In article <Pine.HPP.3.91.970218134513.23388B-100000 at fhs.csu.McMaster.CA>,
Martin Hughes <mhughes at fhs.csu.McMaster.CA> wrote:
>On Mon, 17 Feb 1997, Dr. Duncan Clark wrote:
>>> Results I have seen published with mixes using Taq and a proof-reading
>> enzyme all give around the same increase in fidelity ie approx 3 fold.

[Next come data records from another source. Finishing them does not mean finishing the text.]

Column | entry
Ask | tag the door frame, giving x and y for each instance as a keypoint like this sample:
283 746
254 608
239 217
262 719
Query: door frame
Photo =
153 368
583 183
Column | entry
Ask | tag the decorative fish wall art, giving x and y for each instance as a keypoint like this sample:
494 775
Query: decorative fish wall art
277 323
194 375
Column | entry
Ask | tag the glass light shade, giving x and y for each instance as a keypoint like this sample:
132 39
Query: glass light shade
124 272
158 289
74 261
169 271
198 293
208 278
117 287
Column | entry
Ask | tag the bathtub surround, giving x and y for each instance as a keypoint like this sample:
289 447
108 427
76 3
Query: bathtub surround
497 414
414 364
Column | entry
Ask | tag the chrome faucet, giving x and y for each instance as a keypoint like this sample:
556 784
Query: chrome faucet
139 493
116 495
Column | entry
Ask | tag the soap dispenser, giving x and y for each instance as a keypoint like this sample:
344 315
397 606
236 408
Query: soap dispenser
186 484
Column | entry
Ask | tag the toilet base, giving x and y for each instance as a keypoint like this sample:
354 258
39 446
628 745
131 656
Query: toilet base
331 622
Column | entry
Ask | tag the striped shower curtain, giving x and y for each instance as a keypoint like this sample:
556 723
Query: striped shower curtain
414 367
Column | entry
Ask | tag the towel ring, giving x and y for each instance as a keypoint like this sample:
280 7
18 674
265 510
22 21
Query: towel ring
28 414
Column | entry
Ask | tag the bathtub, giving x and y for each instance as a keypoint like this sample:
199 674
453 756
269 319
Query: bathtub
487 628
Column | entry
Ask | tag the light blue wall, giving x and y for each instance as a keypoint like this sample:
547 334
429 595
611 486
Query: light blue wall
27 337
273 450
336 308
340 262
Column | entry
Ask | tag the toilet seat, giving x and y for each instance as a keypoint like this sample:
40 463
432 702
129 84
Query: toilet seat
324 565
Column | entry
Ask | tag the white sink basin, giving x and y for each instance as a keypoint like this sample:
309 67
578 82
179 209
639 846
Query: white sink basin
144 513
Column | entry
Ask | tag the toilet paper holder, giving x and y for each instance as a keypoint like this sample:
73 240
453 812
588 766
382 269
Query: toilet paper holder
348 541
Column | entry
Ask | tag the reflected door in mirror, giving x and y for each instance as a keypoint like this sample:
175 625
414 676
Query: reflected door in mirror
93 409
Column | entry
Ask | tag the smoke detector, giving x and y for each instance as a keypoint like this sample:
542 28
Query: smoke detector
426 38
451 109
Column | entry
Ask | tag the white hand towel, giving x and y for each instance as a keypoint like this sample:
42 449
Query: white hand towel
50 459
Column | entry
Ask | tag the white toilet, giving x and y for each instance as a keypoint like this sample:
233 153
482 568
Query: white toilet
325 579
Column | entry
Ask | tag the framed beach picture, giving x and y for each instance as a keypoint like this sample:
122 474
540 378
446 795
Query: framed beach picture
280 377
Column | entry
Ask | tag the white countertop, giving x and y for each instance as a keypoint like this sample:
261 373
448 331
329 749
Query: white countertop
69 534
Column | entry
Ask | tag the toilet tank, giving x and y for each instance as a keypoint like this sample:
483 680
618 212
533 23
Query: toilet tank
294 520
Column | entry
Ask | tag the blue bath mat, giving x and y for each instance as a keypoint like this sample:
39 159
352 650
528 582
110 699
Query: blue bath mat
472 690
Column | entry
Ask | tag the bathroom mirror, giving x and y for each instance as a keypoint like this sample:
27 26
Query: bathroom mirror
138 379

>> Figures for Pfu on its own versus Taq vary from 10 to 12 fold
>>I'm interested to know why this should be the case. As I
>understand it, the proofreading enzymes have their exonuclease activity
>as a subunit of the enzyme, which 'proofreads' as the strand is
>synthesised, comparing the daughter strand to the parent. If this is the
>case (please correct me if I'm wrong), how
>(mechanistically) can a 1/50th or so addition of the proofreading enzyme
>do anything to the strands which are being synthesised by the Taq? Does
>it 'scan' already synthesised double-stranded molecules, looking for an
>error during extension?
>>Thanks in advance for any light you can shed on this
>>Dr. Martin Hughes
>Department of Biochemistry
>Hamilton, ONTARIO, Canada.
Taq has VERY low processivity (that's probably spelt wrong, but) and thus
adds only a few bases at a time before hopping off the DNA strand. Another
molecule of Taq comes along and continues. If the Taq molecule dissociates
after making a mismatch mistake, it is more likely that a polymerase with
an exo activity will bind, allowing the mismatch to be taken care of
before DNA synthesis continues. The view of a primer binding to a single
stranded DNA molecule and a SINGLE Taq molecule extending that primer to
the end of the ss DNA is not how it actually works mechanistically.